Waste, surplus material and discarded plastic used to construct Brighton 'Waste House'
Construction has completed on the Waste House in Brighton, UK. The scheme was designed by Senior Lecturer at the University of Brighton and local architect Duncan Baker-Brown with undergraduate students, and constructed by apprentices from The Mears Group, students from City College Brighton & Hove and The Faculty of Arts. Volunteers also played a key role in the construction process.
The Waste House is the first permanent building in the UK to be completed using 85% discarded materials with the intention for the site to now be used as an experiment to test the performance of these resources over the coming years.

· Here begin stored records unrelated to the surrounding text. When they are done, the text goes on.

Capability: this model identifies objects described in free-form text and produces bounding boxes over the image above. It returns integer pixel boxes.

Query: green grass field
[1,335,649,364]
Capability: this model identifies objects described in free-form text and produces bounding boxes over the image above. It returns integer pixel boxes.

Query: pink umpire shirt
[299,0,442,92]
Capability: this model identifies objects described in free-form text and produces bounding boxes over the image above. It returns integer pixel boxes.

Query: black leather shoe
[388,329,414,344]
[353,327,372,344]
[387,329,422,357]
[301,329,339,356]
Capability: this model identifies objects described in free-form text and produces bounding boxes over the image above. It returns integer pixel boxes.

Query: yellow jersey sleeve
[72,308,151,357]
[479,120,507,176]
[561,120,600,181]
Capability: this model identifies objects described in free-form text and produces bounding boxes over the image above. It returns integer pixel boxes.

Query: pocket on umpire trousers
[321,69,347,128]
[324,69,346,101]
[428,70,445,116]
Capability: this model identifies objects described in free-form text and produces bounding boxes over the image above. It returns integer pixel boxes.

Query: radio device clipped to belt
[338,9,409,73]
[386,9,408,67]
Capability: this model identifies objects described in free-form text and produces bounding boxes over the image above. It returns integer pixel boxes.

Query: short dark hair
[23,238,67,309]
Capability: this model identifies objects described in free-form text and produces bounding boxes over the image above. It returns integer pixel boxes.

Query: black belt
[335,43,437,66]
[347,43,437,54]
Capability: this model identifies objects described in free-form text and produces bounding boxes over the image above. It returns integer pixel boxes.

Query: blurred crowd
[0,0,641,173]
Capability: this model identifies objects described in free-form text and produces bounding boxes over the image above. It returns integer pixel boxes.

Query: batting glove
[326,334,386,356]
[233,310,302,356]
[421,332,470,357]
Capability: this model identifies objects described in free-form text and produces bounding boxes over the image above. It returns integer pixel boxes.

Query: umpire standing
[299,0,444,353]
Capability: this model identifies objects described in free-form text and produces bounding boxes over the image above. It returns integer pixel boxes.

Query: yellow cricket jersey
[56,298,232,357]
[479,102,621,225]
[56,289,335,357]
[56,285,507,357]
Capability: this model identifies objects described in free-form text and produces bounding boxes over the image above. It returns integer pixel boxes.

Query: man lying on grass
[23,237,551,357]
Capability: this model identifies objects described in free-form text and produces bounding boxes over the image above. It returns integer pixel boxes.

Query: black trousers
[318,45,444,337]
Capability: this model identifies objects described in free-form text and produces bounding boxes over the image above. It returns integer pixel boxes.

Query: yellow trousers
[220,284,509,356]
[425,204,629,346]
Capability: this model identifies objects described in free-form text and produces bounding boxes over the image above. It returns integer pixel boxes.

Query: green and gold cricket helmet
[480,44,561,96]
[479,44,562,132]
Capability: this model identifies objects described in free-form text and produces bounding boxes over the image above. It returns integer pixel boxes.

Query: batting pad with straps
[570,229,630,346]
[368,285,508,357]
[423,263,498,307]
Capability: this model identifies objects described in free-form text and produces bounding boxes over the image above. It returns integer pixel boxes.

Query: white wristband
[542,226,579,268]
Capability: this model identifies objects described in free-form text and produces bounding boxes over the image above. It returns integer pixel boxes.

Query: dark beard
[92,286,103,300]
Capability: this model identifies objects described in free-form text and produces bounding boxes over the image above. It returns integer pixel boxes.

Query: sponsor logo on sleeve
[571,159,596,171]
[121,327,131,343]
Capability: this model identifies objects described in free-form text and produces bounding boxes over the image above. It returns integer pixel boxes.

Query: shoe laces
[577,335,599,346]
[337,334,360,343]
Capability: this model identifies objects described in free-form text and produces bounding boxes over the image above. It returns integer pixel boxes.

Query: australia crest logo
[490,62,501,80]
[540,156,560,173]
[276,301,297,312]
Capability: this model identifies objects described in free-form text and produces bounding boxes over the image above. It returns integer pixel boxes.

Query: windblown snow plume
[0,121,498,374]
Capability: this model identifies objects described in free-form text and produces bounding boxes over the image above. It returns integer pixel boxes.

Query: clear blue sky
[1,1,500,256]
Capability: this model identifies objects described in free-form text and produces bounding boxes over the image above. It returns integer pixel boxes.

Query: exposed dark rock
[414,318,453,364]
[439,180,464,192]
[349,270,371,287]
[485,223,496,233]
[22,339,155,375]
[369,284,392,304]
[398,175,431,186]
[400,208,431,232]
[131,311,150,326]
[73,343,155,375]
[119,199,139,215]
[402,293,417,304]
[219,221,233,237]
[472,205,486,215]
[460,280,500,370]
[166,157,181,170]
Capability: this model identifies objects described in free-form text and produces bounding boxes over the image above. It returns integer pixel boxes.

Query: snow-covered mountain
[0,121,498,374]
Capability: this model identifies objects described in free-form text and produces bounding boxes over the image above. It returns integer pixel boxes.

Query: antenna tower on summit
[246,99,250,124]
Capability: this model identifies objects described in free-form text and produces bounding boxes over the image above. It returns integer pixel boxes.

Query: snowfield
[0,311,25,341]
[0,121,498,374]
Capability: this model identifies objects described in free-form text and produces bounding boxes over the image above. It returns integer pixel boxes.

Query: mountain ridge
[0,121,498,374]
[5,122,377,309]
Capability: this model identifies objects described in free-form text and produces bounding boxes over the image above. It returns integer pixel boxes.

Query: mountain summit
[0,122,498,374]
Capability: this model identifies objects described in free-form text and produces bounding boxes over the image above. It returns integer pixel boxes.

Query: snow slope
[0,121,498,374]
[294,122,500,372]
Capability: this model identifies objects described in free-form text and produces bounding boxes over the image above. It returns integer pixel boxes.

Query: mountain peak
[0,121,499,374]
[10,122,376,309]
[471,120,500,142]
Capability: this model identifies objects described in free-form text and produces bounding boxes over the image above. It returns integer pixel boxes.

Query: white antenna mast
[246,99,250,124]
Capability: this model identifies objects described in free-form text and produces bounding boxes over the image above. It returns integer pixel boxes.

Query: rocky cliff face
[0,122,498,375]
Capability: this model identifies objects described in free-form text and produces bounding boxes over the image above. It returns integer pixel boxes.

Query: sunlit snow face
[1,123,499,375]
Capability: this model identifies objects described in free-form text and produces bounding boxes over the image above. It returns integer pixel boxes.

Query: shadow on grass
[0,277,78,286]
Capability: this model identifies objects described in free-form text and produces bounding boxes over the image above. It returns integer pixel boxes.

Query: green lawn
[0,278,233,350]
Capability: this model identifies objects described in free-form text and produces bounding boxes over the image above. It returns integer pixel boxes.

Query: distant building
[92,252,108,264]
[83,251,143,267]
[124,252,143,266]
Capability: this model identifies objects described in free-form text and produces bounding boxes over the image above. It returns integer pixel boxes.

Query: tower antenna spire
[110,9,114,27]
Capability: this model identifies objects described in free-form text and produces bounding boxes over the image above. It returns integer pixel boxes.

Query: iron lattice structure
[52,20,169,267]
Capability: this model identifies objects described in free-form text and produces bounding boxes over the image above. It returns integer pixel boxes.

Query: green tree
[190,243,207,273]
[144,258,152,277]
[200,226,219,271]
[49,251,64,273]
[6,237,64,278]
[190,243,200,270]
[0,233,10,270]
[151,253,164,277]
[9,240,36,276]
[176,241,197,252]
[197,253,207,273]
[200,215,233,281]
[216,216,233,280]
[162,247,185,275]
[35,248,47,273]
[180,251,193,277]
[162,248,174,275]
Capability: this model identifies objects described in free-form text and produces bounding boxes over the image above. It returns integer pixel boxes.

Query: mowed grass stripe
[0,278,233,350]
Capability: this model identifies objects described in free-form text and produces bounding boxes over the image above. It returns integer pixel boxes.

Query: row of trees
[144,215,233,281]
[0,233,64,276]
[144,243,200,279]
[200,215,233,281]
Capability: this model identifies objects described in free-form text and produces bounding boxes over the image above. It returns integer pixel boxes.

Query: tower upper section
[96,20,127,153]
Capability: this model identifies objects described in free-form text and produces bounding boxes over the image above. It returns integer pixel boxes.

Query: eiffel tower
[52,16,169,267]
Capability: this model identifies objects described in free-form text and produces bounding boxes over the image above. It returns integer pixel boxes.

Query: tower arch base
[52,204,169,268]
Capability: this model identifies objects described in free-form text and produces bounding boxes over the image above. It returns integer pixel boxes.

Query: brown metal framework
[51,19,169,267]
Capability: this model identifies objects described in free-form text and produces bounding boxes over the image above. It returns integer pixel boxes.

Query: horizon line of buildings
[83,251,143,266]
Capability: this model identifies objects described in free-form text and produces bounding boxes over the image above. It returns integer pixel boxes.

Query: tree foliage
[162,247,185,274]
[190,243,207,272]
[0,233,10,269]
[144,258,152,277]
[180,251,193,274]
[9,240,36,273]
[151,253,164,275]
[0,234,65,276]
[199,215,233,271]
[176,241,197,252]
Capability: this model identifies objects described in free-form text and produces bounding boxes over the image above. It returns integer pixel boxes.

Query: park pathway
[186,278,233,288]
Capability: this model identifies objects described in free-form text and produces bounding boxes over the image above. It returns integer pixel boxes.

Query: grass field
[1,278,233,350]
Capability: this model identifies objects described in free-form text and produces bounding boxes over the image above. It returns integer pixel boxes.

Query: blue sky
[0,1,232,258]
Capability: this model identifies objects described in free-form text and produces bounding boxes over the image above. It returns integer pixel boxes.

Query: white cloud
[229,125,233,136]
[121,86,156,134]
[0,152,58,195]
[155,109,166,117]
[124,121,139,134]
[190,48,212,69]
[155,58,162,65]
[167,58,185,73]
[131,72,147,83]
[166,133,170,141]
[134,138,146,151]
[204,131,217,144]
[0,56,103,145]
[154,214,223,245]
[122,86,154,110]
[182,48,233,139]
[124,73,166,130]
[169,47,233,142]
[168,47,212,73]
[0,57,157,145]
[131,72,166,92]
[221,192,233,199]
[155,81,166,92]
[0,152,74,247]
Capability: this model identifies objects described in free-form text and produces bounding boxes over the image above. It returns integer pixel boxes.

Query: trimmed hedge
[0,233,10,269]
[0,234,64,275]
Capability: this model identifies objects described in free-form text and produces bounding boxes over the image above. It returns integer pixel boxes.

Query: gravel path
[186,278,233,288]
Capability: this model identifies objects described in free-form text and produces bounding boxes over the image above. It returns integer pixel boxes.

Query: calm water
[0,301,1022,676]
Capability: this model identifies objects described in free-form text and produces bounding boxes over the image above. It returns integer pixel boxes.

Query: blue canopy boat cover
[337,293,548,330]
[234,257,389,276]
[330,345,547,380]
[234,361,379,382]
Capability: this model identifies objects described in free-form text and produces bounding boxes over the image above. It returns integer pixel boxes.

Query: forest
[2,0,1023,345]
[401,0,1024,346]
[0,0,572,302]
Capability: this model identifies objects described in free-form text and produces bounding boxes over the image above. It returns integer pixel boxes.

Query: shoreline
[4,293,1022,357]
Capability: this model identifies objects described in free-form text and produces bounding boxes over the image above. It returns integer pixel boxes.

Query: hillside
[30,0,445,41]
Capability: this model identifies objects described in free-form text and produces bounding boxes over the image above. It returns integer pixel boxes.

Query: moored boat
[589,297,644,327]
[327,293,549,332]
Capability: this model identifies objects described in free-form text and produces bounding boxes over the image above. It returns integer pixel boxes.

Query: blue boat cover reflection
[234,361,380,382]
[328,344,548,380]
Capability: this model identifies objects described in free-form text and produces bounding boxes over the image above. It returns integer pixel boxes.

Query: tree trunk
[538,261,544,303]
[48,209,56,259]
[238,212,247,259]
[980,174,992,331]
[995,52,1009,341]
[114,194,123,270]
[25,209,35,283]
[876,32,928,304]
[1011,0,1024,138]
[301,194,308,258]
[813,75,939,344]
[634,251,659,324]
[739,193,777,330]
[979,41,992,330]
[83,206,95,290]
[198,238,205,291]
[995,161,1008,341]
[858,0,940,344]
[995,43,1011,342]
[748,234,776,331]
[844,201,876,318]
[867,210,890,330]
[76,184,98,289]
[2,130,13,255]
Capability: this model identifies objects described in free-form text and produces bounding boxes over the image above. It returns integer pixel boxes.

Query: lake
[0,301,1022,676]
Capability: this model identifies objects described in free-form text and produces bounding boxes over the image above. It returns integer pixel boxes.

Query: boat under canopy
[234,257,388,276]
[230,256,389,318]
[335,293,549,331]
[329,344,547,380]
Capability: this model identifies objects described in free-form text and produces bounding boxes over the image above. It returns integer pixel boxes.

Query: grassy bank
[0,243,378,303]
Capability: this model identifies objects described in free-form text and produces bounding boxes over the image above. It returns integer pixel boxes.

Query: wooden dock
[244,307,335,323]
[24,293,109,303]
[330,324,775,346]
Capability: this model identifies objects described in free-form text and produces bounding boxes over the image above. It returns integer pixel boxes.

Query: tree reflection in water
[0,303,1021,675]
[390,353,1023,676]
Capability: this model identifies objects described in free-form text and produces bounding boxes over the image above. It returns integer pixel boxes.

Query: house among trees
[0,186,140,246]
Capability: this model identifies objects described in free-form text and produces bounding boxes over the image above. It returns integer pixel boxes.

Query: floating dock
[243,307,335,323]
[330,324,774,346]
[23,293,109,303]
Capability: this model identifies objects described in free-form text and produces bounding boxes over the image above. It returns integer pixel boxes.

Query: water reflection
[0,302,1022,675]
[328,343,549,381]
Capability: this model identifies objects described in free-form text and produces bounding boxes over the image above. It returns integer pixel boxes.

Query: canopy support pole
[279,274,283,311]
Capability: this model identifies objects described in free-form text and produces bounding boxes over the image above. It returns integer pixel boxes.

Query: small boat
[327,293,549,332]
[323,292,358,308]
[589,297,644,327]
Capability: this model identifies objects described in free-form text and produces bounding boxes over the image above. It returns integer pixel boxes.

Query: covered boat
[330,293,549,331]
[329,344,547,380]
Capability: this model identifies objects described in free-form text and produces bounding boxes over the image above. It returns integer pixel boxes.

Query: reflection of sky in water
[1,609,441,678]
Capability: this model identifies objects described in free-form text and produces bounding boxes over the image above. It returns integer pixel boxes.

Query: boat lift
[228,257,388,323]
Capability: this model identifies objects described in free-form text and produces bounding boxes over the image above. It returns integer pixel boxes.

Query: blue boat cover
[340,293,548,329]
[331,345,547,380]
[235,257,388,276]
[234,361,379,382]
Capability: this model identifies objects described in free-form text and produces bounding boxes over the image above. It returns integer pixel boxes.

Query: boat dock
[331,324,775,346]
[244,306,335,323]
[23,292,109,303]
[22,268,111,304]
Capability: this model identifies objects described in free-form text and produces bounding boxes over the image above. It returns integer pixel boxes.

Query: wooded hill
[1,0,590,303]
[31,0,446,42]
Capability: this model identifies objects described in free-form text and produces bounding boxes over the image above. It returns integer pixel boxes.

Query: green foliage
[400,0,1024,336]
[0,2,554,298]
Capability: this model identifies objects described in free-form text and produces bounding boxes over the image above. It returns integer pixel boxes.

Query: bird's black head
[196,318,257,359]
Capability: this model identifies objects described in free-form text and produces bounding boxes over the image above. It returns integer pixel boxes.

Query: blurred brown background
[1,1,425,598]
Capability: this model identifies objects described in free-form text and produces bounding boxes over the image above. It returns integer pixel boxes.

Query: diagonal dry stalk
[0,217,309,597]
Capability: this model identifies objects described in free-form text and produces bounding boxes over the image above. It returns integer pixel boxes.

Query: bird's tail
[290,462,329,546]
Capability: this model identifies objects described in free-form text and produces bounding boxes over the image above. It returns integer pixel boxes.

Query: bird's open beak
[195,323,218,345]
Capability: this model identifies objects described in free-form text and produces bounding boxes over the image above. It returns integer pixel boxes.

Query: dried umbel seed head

Cat Fletcher of FREEGLE UK developed the idea, with the Faculty of Science & Engineering inserting sensors into the walls to monitor the building performance.
A phenomenal amount of ‘building materials’ were donated by companies and individuals across the UK, including but not limited to: 19,800 toothbrushes; 2 tonnes of denim jeans; 4,000 plastic DVD cases for wall insulation; 2,000 used carpet tiles used as cladding for the façade; 600 sheets of second-hand and/or damaged ply; 2km of second-hand 2” by 2” softwood timber; 20 litres of paint; 10 tonnes of chalk; 2,000 bolts; approximately 800 sq m of DuPont™ Tyvek® Housewrap and DuPont™ Tyvek® UV Façade membrane; and 250 sq m seconded/returned Kingspan insulation.
Education programmes, community groups and ‘green’ events are invited to use the house to publicise the team’s efforts and findings. The development was conceived as a prototype and ‘long-term living experiment’, and has received a lot of media attention since opening at the University of Brighton Graduate Show earlier this June.